Mit dem BBS-Abitur Medizin studieren
„Bei uns gibt es am Ende nichts anderes als die Allgemeine Hochschulreife.“ Immer wieder ärgern sich Gaby Tinnemeier und Ina Müller-Jarisch zumindest innerlich darüber, dass das Abitur, das an den Berufsbildenden Schulen in Soltau erworben werden kann, in der gesellschaftlichen Wahrnehmung dem Abschluss an Gymnasien nachgestellt wird. Die BBS-Schulleiterin und die Leiterin des beruflichen Gymnasiums haben das nicht nur in privaten Gesprächen festgestellt, sondern hören es auch bei denen, die es eigentlich wissen müssten.

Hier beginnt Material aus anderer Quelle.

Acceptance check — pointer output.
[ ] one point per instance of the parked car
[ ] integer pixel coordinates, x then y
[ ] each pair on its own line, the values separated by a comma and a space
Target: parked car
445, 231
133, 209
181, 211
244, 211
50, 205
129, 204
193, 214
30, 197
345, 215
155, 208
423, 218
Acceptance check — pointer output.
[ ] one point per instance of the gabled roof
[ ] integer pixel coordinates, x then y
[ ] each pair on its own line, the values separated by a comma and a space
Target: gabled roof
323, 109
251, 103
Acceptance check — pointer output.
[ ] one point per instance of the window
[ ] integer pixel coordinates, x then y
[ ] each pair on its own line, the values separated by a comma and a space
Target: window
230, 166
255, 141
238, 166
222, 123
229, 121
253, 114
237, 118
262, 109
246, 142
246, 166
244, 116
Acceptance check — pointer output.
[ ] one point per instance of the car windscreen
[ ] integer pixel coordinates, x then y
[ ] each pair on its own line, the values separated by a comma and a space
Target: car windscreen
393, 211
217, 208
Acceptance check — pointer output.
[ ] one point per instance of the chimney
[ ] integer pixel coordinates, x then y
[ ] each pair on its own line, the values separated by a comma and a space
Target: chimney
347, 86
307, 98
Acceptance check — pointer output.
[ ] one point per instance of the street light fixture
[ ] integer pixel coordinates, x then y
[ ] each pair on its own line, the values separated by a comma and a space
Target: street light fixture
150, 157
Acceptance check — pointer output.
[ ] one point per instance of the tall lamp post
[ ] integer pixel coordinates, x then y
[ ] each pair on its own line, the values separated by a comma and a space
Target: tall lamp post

„Ein Wirtschaftsabitur gibt es nicht“, erklärt Tinnemeier nachdrücklich. Wie am Gymnasium auch, wählten die Schülerinnen und Schüler an den BBS ihre Schwerpunkte. Am Gymnasium lägen diese beispielsweise im sprachlichen oder naturwissenschaftlichen Bereich, an den Berufsbildenden Schulen im betriebswirtschaftlichen oder gesundheitlichen Bereich. „Wir haben die gymnasiale Oberschule mit den genannten Berufs-Schwerpunkten“, so Tinnemeier.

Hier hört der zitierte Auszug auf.